# Bios Batterie leer?



## Transmitter (25. Mai 2007)

Hi,

mein Laptop ist von ca. 1999 und lief bis 2006 problemlos.
Seit ein paar Monaten muss ich folgendes machen um ihn zu starten:

Einschalten
Tastatur wurde nicht gefunden
Ausschalten
Einschalten
Ins Bios wechseln
Bootreihenfolge ändern (HDD als erstes)
Save and exit
Er rebootet dann und läuft dann auch problemlos an.

Gestern wollte ich dei Bios Batterie wechseln. Leider hat das nicht funktioniert: Obwohl ich alle Schrauben draußen habe, lässt sich die Untere Abdeckung nicht von der oberen lösen. Evtl. ist unter der Tastatur noch eine Schraube. Wie bekomme ich die denn raus?
Ich finde nichts um die Tastatur zu lösen.
Bzw. liegt es denn überhaupt an der Batterie oder könnte das auch was anderes sein?

Bye, Transmitter


----------



## Radhad (25. Mai 2007)

Stimmt denn nur die Bootreihenfolge nicht oder verliert das BIOS alle Einstellungen?

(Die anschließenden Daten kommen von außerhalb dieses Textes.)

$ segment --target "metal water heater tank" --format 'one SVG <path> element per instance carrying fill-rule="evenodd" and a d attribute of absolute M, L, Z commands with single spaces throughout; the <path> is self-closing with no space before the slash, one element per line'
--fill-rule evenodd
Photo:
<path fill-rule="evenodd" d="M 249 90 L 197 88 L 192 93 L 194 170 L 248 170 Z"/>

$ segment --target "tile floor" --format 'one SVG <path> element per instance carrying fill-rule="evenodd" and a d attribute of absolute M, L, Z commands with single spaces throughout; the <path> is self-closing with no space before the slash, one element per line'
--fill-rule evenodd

Eigentlich Dürfte die Batterie noch genug "Saft" haben, weil die auch im betrieb wieder geladen wird...


----------



## Transmitter (25. Mai 2007)

Nein, Uhrzeit stimmt auch nicht mehr.
Evtl. ist sie defekt?


----------



## Nils Hitze (25. Mai 2007)

Soll vorkommen sowas. 
Rumfummeln bis die Tastatur rausgeht und dann fluchen und zum Sekundenkleber
greifen, weil die Plastiknippel abgebrochen sind. 

Nein, eine direkte Anleitung WIE es funktioniert wirst du nicht finden,
da jedes Laptop anders aufgebaut ist. Welche Marke hast du denn?


----------



## Raubkopierer (25. Mai 2007)

jo. das ist beknackt bei Notebooks mit den "Nippeln". die brechen so leicht ab. eben immer schön vorsichtig ein und am besten Tasten an der oberen Kante abziehen. und mir ist aufgefallen, dass bei Cherry die Dinger etwas anders gearbeitet sind und sich besser entfernen lassen *mal wieder Produktwerung mach  *


----------



## PC Heini (26. Mai 2007)

Hab bis jetzt noch kein Laptop gesehen wo ne Extrabatterie fürs Bios hat. Wechsle mal den Accu vom Laptop. 8 jahre ist eigentlich schon ne lange Zeit für nen Accu.


----------